## Visualization of CNN: Grad-CAM
* **Objective**: Convolutional Neural Networks are widely used on computer vision. It is powerful for processing grid-like data. However we hardly know how and why it works, due to the lack of decomposability into individually intuitive components. In this assignment, we use Grad-CAM, which highlights the regions of the input image that were important for the neural network prediction.


* NB: if `PIL` is not installed, try `conda install pillow`.

In [None]:
# Standard library imports
import numpy as np
from PIL import Image

# Third party imports
import torch
from torchvision import models, datasets, transforms
import matplotlib.pyplot as plt
import pickle
import urllib.request
from PIL import Image

# Local application imports

%matplotlib inline

### Download the Model
We provide you a pretrained model `ResNet-34` for `ImageNet` classification dataset.
* **ImageNet**: A large dataset of photographs with 1 000 classes.
* **ResNet-34**: A deep architecture for image classification.

In [None]:
resnet34 = models.resnet34(pretrained=True)
resnet34.eval() # set the model to evaluation mode

![ResNet34](https://miro.medium.com/max/1050/1*Y-u7dH4WC-dXyn9jOG4w0w.png)


Input image must be of size (3x224x224). 

First convolution layer with maxpool. 
Then 4 ResNet blocks. 

Output of the last ResNet block is of size (512x7x7). 
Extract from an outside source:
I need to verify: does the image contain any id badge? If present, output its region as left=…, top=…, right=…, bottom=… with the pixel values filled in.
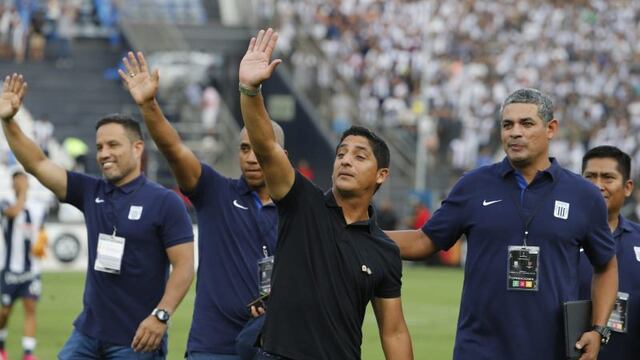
left=607, top=292, right=629, bottom=333
left=93, top=233, right=125, bottom=274
left=507, top=246, right=540, bottom=291
left=258, top=256, right=273, bottom=295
Average pooling is applied to this layer to have a 1D array of 512 features fed to a linear layer that outputs 1000 values (one for each class). No softmax is present in this case. We have already the raw class score!

In [None]:
classes = pickle.load(urllib.request.urlopen('https://gist.githubusercontent.com/yrevar/6135f1bd8dcf2e0cc683/raw/d133d61a09d7e5a3b36b8c111a8dd5c4b5d560ee/imagenet1000_clsid_to_human.pkl'))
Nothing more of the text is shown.